Now, I understand myself. I’ve even written a short book about my journey. I’ve become much more open. When I introduce myself, especially in talks or events, I proudly say that I’m ADHD and autistic. It helps people understand me—and gives me the chance to understand them too.
My mum and dad didn’t know much about neurodiversity at first. They weren’t identified themselves, so they were learning too. At the beginning, they were frustrated. They didn’t always understand why I behaved the way I did. But they tried their best, and they spent a lot of time and money getting me the right help. I’m really grateful for that.
Things that help me are really small and really make a difference. I like teachers to give me time to talk, time to move, and focus on having a relationship with me. We don’t need to be friends but I need to feel that you have my back!
I got my official identification in Year 7. That year was especially tough. I didn’t want to tell anyone. Then I changed schools—which was one of the hardest things I’ve ever done. I’d been at my old school for years, and I didn’t know what the new place would be like. I knew bullying and misunderstandings could happen, so I was nervous.
Eventually, I took a big step: I wrote something about myself to share.
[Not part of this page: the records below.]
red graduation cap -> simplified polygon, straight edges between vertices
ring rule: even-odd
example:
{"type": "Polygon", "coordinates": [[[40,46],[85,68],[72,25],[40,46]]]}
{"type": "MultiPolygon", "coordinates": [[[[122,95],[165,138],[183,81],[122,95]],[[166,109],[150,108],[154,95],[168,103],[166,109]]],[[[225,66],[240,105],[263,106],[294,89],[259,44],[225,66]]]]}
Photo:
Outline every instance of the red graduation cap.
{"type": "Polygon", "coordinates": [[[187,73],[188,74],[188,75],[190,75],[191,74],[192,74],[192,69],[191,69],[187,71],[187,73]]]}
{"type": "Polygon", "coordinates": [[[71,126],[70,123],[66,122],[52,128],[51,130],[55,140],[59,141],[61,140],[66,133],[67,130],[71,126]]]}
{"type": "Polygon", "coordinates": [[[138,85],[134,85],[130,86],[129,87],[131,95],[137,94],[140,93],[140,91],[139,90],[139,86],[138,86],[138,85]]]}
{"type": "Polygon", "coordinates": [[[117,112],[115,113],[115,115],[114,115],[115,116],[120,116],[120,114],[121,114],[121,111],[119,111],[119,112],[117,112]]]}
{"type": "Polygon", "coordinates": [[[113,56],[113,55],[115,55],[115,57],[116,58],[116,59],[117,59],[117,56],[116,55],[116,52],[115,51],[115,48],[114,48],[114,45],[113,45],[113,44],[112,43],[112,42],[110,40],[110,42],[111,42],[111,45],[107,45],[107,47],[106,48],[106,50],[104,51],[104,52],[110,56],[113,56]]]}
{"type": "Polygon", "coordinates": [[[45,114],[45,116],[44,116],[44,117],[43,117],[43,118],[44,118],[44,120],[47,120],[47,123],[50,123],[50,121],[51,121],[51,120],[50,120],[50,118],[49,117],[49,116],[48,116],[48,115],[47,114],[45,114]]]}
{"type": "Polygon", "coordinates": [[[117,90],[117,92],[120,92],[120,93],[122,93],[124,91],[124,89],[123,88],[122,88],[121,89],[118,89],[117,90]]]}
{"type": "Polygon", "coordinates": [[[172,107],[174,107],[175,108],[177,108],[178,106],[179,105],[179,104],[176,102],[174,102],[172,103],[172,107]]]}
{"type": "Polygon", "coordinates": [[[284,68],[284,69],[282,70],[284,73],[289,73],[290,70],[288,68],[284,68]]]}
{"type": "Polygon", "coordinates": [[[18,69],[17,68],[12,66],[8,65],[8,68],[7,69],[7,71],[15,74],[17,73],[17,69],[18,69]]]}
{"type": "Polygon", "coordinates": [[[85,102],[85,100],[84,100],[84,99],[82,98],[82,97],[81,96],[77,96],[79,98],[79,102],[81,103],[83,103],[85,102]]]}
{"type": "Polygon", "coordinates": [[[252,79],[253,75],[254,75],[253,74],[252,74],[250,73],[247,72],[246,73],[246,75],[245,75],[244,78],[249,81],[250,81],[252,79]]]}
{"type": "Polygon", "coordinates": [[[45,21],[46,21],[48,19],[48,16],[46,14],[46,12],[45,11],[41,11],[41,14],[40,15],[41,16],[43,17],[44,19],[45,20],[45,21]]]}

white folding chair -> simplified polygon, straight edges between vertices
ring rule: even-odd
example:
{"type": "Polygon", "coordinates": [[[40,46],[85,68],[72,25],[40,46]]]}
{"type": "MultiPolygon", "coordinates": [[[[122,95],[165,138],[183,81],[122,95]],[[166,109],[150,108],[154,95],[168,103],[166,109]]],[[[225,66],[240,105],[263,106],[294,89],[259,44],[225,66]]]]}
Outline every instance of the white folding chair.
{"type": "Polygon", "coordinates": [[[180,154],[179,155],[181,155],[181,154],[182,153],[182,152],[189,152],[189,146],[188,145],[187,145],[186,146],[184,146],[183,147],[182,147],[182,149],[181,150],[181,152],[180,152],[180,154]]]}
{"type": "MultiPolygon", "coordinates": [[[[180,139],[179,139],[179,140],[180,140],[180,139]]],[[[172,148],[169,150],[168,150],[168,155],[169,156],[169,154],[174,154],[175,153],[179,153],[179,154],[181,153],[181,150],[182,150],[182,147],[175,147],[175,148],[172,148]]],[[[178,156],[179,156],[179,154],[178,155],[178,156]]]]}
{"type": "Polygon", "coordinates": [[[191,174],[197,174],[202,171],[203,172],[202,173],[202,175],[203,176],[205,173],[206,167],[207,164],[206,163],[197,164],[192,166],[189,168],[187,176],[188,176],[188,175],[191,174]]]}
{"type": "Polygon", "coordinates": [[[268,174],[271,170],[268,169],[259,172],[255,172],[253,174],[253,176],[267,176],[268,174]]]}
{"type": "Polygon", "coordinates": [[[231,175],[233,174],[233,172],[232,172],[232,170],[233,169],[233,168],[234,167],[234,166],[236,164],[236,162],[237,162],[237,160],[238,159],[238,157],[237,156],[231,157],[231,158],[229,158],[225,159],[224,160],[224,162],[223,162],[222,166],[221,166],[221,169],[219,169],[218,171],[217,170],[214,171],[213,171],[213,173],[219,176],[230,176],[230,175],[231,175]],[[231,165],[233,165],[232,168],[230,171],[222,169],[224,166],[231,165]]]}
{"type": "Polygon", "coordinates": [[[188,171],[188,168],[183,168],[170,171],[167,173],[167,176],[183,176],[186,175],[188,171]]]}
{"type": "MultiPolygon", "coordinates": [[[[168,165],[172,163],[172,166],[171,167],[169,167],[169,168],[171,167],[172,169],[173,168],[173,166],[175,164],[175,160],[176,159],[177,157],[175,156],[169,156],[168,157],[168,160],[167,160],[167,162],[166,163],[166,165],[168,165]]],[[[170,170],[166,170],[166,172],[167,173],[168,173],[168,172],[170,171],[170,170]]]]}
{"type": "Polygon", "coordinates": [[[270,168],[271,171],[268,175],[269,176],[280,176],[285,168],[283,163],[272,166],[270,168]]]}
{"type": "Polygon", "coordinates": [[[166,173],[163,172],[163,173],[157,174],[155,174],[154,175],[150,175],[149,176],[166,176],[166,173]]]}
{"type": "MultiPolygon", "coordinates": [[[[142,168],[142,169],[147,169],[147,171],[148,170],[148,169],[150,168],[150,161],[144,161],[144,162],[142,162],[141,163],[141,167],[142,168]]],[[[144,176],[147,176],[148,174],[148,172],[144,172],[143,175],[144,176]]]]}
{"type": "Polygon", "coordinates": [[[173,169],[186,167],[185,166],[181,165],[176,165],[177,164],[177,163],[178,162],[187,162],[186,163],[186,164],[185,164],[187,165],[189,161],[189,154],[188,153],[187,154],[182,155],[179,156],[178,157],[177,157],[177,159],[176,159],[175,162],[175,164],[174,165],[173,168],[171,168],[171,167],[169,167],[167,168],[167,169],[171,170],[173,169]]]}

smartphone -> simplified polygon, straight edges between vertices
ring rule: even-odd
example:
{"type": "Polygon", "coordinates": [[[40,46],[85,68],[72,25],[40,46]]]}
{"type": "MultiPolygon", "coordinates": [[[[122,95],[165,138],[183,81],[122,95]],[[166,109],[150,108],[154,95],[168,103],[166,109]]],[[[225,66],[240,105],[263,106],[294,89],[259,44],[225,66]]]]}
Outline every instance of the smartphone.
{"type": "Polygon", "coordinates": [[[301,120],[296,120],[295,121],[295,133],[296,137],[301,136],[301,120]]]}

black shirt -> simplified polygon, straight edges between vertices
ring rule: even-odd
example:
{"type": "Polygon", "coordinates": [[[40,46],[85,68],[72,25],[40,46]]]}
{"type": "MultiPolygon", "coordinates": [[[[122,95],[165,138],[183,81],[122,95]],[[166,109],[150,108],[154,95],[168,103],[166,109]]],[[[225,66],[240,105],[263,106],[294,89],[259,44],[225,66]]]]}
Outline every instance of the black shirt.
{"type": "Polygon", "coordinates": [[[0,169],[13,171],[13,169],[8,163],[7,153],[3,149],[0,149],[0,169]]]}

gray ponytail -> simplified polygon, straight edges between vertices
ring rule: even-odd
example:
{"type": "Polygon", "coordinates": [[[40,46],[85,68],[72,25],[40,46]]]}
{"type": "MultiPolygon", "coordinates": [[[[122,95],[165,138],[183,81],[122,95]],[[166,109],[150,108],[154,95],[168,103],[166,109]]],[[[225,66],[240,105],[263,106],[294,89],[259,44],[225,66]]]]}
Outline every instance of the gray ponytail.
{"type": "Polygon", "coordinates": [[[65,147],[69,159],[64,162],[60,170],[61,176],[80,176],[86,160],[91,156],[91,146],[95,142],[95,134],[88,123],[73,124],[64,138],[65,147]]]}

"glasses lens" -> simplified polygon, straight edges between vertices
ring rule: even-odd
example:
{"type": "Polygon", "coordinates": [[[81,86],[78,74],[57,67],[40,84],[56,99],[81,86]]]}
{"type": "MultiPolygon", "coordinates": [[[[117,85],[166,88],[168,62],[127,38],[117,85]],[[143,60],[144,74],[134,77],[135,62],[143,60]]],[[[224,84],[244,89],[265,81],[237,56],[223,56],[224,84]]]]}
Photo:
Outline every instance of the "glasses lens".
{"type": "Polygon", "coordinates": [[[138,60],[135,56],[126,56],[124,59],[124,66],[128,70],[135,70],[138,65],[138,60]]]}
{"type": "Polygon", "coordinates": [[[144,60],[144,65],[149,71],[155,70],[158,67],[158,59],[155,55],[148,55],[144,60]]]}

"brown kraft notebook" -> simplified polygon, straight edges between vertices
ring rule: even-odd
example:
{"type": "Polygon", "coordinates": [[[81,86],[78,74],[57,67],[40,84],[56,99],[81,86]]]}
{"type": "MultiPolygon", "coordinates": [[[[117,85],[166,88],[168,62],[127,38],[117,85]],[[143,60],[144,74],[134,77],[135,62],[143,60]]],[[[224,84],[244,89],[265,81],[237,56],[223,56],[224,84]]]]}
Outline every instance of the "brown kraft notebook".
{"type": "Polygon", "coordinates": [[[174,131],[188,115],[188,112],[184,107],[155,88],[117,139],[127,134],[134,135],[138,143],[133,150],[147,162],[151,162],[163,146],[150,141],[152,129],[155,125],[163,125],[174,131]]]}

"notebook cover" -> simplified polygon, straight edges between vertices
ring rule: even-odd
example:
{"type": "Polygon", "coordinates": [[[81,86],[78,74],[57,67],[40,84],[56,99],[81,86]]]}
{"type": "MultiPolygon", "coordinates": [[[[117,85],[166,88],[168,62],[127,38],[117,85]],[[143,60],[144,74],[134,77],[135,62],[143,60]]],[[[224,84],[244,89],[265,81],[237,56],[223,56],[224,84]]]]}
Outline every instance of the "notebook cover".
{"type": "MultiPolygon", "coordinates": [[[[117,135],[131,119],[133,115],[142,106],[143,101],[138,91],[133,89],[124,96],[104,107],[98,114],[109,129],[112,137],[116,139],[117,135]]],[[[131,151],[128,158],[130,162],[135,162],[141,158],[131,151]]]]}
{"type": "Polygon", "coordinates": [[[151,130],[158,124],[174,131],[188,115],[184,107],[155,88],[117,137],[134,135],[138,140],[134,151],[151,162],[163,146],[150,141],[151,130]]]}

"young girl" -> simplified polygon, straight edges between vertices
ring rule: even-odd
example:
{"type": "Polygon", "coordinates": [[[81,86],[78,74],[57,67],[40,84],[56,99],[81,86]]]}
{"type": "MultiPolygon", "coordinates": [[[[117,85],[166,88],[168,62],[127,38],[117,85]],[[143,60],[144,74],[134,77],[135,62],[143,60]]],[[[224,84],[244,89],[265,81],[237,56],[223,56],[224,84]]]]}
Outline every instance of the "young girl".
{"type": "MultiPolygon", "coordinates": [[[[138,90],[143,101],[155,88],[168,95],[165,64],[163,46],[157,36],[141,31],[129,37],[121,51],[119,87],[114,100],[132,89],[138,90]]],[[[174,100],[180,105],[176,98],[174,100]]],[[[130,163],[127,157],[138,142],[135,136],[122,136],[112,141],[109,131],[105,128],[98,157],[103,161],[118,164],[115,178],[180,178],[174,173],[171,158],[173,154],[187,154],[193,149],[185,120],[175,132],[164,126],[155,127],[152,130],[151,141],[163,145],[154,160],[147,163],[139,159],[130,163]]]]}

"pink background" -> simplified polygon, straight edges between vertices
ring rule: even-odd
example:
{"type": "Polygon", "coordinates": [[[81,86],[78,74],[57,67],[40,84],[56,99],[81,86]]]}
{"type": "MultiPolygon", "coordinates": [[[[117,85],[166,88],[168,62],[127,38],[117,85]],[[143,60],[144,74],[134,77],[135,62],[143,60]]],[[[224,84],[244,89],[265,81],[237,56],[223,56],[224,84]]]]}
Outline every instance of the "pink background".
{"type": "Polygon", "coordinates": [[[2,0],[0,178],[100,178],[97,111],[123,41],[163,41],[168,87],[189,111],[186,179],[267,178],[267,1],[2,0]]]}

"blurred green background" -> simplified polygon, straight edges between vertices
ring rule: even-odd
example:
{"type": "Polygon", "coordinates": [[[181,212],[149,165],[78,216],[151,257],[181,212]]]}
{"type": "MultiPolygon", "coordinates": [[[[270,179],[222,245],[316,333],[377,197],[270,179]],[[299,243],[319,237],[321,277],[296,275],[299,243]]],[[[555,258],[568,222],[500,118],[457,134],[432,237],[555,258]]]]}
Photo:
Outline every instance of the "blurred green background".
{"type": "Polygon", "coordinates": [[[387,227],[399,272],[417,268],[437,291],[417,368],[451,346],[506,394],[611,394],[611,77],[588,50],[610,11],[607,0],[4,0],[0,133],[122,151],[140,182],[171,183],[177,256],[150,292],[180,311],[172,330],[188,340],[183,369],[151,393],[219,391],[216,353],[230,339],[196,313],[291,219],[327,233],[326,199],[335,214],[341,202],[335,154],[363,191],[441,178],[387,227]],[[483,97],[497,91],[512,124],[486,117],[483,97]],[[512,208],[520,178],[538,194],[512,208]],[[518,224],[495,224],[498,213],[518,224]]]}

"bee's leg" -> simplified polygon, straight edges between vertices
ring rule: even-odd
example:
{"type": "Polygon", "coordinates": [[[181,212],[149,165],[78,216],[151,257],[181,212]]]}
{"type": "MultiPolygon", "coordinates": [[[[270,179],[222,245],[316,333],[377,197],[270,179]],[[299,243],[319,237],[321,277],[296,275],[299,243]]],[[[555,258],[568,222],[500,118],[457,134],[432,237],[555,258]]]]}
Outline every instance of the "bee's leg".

It was my way of helping others understand me.
Now I work with Louise. I’m her intern—my job title is “Apprentice of Awesomeness.” I help with social media, I talk to students, and I help spread awareness. I recently went to a conference in Oman, and it was amazing.
Louise has been one of the best things to happen to me and my family. We still have ups and downs (everyone does), but things are better now. I’m not constantly getting into trouble. I feel more like me—and that’s a really good feeling.
This is my story—thank you for reading my page.
P.S Louise didn’t know I was writing this and I made her cry! She also said ‘it takes a team to get it right’. She reminded me that my teachers, my Head of Inclusion, my Counsellor, my parents, friends and students have all followed the journey to help me be me!
The pictures are of me working at the centre, teaching a visitor about AI and having lunch with our amazing Office Manager.